TROIS POEMES DU DIVÂN

Retour à Hâfez - Commentaire

 

 

 

 

 

 

 

 

 

 

 

 

 

 

 

 

 

 

 

 

 

 

 

 

 

 

SUR LA VOIE

Tu verras le secret de la coupe du Graal

en te poudrant les yeux du khôl de la taverne.

Bois, fais de la musique : il faut bien te distraire

et chasser de ton cœur ce qui lui fait mal.

Veux-tu faire s'ouvrir la fleur de ton désir?

Approche-la comme une brise printanière.

Mendier devant l'auberge est l'unique élixir

qui puisse transmuter en or de la poussière.

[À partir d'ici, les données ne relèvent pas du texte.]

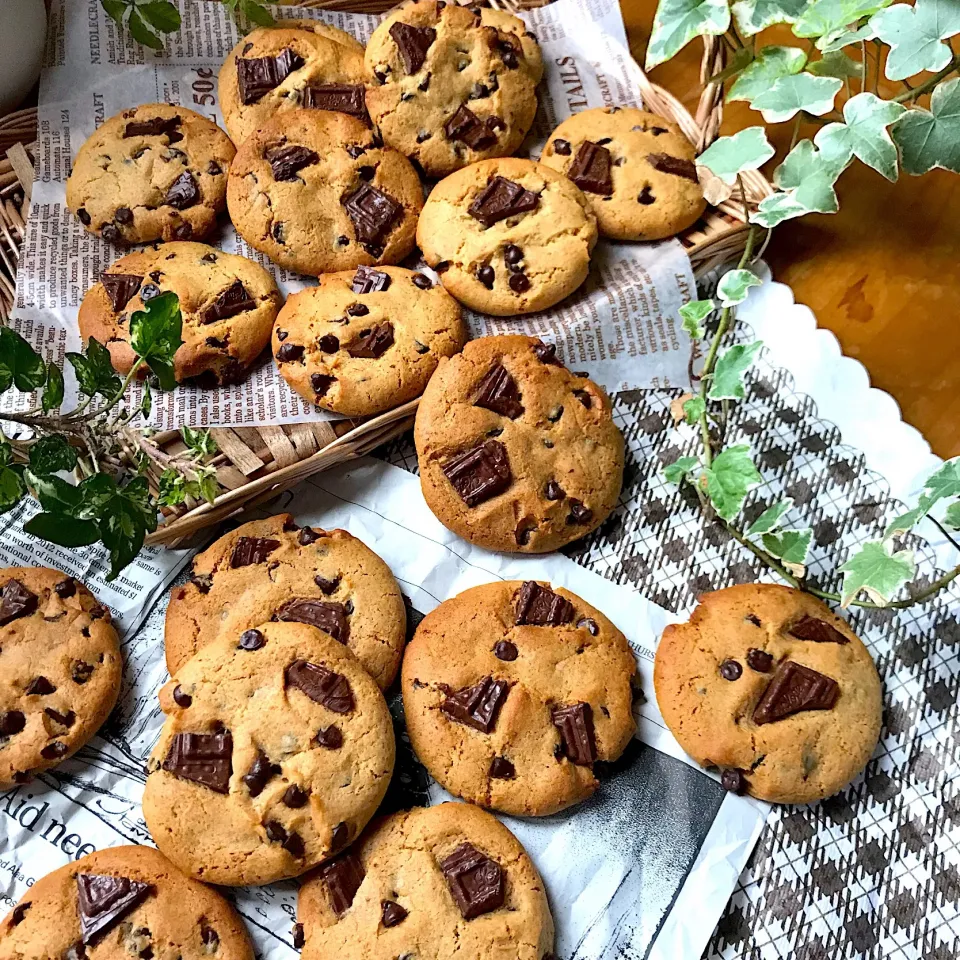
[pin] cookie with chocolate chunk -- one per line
(228, 304)
(512, 692)
(295, 63)
(636, 170)
(449, 879)
(767, 685)
(508, 236)
(366, 340)
(60, 670)
(317, 192)
(276, 751)
(153, 172)
(448, 85)
(516, 452)
(118, 903)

Fais un pas vers l'étape de l'Amour. Crois-moi,

tu auras grand profit à scruter l'invisible. 

Toi qui es prisonnier dans le monde sensible,

comment peux-tu savoir où se trouve la Voie?

La beauté de l'Ami sans voile est l'Évidence,

mais tu dois te frotter les yeux pour y voir clair.

Écoute! Si tu veux savourer la Présence,

demande aux initiés leur grâce et leur faveur.

Si tu es attaché à la coupe et aux lèvres,

jamais rien d 'important ne se fait dans la fièvre.

 

LA NUIT DU DESTIN

Hier soir, vers l'aube, on m'a délivré du chagrin : dans la nuit noire, on m'a versé l'Eau de Jouvence.

On m'a mis hors de moi, et la coupe de vin m'a ébloui des attributs de Ton Essence.

Cette aube fut bénie et belle cette nuit : Nuit du Destin : on m'a donné l'investiture.

Dorénavant, au miroir de la Beauté pure, on m'initia à l'épiphanie aujourd'hui.

J'ai été exaucé. Je suis comblé. Merci. J'étais dans le besoin, et l'on me fit l'aumône.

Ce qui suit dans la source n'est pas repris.